Episode 120 レボリューションは旬?


 ――革命というよりも、この場合はレボリューション。


 少し軽めな感じが良い。血は流さずに犠牲もないから。



 マリー姫の決断は、明るい未来を齎した。それはまた、私が望んでいた学園生活。でもでも私以上に、それを願っていた人がいる。そこで今日は、その人のために……


 千羽鶴を贈呈することになった。


 行われる場所は、元アジト。……新装した応接室なの。


 組織名はもうドミノではなく……Xならぬ、エックス。


 応接室の席にはもう、マリー姫の姿がある。その横には、松近まつちかさんと戸中となかさん。組織の構図は成り立っていた。マリー姫の迅速な対応は、日本の内閣を遥かに上回った。

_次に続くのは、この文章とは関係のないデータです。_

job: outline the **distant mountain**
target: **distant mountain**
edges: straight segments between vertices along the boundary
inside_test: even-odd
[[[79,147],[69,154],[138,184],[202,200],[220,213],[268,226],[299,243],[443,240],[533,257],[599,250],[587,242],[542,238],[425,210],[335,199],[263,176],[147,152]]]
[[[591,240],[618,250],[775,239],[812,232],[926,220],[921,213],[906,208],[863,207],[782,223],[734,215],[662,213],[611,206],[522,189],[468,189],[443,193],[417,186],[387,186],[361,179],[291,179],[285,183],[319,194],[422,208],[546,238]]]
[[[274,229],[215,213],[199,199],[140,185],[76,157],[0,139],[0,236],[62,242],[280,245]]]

 事が起きて一週間も満たないうちに、エックスを中心とした生徒会の動きは安定したものとなっていた。マリー姫は、誰とも仲良くなれそうな子のようだ。初めは独裁者のような趣に思えたのだけど、松近さんと同じく、本当は優しすぎる程に優しい人なの。


 その優しさは、とても羨ましく思えたの。


 ヒーローを目指すものとして、とても欲しいものだから。優しさは、真の勇気。争わなくても正義を示しているから……私は今、その組織に身を置いている。誇らしく。


 胸を張れるようになりたいから。


 そして今、千羽鶴を陸君りっくんは抱いている。これから贈呈が始まる。


 向かい合わしているのは、ウメチカさんだった。陸君と春美はるみさんが折って集めた千羽の鶴。それは、これから未来へ向かいゆく、新たな親子へ贈るもの。


 今はもう、見た目でわかる、新たな生命の息吹。


 ウメチカさんのお腹の中で、成長を続ける生命。


 受け取るウメチカさん。ありがとうの言葉と共に、笑顔の雫……通常ならば学園問題となることだけれど、それさえも包み込む、マリー姫の懐の広さ……私も願うの。その様な学園であることを。明るい未来を信じられるような学園へ、変わってゆけるようにと。